Afin de renseigner plus facilement les citoyennes et citoyens désireux d’apprendre ou de pratiquer leur langue régionale, Objectif plumes consacre une nouvelle page de son annuaire aux cours et tables de conversation.
À l’heure actuelle, les langues régionales de la Fédération Wallonie-Bruxelles (bruxellois, champenois, francique, gaumais, picard, wallon) ne se transmettent plus que rarement dans la sphère familiale. Les cours et tables de conversation qui permettent leur apprentissage revêtent donc une grande importance. Or, ces initiatives, pourtant nombreuses et par ailleurs encouragées dans le cadre du label « Ma commune dit Oui aux langues régionales », sont souvent méconnues du grand public.

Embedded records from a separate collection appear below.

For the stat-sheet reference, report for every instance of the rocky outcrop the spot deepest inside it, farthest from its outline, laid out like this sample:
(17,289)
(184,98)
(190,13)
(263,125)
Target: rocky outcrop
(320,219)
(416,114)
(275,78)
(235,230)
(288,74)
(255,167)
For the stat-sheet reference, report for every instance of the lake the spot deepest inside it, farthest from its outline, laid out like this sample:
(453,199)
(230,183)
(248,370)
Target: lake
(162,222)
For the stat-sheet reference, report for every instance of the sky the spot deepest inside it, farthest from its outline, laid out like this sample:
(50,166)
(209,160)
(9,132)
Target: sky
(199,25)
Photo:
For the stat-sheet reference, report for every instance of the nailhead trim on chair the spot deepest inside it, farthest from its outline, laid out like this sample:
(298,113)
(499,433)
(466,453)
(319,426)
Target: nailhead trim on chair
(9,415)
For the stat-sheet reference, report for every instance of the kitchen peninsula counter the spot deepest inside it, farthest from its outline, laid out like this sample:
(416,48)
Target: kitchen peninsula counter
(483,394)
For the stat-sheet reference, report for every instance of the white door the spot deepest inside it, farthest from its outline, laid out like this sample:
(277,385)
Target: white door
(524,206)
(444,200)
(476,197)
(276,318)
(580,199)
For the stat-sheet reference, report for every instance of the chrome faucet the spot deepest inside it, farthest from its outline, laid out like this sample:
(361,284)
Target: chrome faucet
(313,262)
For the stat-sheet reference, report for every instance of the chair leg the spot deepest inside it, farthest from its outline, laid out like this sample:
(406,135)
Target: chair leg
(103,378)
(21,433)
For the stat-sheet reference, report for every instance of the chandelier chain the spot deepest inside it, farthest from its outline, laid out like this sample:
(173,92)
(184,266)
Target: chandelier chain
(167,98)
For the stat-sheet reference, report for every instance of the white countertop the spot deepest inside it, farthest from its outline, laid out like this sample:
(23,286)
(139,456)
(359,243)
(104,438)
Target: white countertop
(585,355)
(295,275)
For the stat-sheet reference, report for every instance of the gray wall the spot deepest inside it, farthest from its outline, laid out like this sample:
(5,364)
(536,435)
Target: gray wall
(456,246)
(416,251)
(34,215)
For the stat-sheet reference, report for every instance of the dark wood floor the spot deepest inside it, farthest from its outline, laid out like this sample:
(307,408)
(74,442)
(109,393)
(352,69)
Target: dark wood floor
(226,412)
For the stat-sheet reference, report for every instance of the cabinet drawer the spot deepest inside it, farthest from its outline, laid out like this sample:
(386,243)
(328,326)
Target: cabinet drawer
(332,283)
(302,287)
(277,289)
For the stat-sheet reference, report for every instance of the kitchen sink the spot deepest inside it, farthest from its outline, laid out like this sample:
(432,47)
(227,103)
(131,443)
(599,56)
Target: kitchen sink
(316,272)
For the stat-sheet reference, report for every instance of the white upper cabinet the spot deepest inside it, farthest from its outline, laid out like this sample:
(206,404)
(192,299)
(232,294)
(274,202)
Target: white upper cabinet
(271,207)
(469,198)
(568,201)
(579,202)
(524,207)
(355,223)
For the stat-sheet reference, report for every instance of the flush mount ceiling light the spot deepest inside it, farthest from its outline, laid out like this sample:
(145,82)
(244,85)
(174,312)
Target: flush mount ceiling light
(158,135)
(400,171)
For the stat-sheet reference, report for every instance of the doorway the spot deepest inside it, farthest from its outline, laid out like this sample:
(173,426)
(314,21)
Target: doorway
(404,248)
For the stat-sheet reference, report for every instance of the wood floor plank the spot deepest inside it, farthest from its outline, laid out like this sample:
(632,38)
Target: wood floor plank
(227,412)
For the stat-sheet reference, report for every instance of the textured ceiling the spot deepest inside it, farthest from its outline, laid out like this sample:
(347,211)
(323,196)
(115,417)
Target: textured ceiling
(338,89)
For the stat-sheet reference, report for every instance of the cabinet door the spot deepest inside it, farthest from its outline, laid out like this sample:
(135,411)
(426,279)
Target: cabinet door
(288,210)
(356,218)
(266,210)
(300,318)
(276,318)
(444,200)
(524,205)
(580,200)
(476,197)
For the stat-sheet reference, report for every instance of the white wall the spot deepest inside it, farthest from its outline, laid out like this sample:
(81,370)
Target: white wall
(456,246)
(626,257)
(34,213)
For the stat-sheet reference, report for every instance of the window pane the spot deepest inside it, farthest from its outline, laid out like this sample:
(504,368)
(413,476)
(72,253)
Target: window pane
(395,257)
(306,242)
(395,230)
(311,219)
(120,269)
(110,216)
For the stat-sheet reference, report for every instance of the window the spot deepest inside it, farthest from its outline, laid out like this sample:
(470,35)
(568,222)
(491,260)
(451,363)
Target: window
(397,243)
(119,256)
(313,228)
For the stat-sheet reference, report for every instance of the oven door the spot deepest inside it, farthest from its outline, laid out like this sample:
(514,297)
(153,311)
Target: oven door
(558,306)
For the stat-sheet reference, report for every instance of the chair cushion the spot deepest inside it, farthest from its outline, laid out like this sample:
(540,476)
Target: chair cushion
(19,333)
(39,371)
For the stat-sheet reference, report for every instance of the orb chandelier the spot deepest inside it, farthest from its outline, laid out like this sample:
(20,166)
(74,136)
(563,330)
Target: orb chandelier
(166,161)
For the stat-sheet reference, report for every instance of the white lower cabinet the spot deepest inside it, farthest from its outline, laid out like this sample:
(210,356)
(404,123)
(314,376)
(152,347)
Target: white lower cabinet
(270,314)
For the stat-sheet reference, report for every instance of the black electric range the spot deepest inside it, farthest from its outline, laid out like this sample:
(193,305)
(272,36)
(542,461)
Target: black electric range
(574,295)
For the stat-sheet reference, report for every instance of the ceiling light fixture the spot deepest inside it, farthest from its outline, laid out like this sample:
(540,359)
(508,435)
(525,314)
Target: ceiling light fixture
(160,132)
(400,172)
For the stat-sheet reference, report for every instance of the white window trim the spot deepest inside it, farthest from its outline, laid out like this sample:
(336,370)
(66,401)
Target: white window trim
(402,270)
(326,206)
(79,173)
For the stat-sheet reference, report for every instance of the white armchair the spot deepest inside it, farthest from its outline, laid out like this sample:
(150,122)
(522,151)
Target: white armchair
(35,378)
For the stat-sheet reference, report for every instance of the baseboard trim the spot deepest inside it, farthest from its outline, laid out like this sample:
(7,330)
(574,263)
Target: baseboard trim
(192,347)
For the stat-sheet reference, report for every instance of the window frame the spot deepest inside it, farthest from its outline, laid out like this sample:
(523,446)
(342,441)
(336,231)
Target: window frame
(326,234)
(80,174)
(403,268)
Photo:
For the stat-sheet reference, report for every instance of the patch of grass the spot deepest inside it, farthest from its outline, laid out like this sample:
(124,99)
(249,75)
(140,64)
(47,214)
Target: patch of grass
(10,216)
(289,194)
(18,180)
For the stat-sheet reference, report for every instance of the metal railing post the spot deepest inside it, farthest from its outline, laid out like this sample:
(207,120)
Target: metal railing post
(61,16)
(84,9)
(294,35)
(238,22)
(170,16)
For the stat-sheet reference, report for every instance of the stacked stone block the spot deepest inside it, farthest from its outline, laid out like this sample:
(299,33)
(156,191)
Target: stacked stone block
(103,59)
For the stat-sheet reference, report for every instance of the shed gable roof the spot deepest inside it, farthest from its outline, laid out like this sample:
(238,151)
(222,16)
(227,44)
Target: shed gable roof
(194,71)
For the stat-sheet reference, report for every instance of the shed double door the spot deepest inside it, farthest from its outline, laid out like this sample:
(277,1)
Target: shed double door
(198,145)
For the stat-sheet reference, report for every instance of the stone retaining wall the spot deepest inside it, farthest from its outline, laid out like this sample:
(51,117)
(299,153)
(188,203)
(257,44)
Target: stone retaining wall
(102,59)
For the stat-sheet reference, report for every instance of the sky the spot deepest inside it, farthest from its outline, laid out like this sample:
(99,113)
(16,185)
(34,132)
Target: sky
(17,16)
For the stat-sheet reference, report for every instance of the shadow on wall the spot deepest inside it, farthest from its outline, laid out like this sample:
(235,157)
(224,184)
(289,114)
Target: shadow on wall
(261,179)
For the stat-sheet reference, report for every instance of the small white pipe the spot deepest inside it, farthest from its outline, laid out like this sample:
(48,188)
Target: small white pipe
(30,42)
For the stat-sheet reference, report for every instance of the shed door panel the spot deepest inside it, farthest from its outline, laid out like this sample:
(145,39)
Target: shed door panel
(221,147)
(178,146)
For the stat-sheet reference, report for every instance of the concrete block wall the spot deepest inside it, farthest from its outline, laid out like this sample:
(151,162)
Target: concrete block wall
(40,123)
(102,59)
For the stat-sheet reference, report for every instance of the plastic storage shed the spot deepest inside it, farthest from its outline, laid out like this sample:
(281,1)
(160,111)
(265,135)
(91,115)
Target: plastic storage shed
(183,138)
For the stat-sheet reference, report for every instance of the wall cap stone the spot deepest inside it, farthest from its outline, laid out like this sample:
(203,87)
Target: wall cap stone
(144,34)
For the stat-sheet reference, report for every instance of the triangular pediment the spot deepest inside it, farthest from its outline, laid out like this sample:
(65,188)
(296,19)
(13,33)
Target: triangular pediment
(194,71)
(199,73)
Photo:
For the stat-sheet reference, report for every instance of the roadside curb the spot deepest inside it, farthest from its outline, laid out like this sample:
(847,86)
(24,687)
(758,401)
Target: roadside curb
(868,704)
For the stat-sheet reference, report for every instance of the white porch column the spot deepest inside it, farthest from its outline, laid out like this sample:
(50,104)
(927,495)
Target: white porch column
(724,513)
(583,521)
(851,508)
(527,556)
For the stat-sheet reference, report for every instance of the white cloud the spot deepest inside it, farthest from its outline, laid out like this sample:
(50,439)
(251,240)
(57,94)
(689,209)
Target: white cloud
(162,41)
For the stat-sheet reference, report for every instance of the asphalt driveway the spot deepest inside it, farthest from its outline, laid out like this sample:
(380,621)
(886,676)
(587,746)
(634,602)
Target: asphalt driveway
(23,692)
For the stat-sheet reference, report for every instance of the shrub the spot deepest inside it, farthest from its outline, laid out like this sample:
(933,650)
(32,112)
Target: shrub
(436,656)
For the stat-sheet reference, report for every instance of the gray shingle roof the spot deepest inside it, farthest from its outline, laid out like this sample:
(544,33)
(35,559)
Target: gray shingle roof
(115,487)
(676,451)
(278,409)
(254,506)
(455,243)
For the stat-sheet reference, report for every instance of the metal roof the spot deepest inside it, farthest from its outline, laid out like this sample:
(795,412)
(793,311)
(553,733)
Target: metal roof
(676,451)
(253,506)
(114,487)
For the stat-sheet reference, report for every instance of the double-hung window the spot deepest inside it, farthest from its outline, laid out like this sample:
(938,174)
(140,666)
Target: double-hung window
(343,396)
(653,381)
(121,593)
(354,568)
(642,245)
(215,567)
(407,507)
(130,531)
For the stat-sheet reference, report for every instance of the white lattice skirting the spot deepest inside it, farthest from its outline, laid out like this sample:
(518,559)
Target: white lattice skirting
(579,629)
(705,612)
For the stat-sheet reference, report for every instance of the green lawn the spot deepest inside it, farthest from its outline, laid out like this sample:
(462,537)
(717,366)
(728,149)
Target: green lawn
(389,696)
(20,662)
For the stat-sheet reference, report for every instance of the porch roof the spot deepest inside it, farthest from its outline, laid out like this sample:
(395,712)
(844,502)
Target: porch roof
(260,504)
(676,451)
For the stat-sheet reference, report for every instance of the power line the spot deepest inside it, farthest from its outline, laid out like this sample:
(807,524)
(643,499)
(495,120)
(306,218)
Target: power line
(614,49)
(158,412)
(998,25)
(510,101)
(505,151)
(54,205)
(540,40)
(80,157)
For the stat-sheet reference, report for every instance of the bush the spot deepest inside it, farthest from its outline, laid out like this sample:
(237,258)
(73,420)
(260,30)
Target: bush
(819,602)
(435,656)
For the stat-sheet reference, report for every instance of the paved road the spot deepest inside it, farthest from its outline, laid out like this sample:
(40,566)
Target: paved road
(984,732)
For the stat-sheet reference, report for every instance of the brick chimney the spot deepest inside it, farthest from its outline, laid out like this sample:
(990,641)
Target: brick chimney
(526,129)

Pour répondre à cet enjeu, le portail Objectif plumes a établi une cartographie des différents ateliers, cours et tables de conversation en langues régionales ayant lieu en Wallonie et à Bruxelles.
Grâce à cette carte, vous trouverez aisément une table de conversation près de chez vous ainsi que les informations nécessaires à l’inscription (telles que l’adresse, la personne de contact ou encore l’horaire et la périodicité).
Visiter la carte sur Objectif plumes
La base de données d’Objectif plumes est toujours en cours de construction.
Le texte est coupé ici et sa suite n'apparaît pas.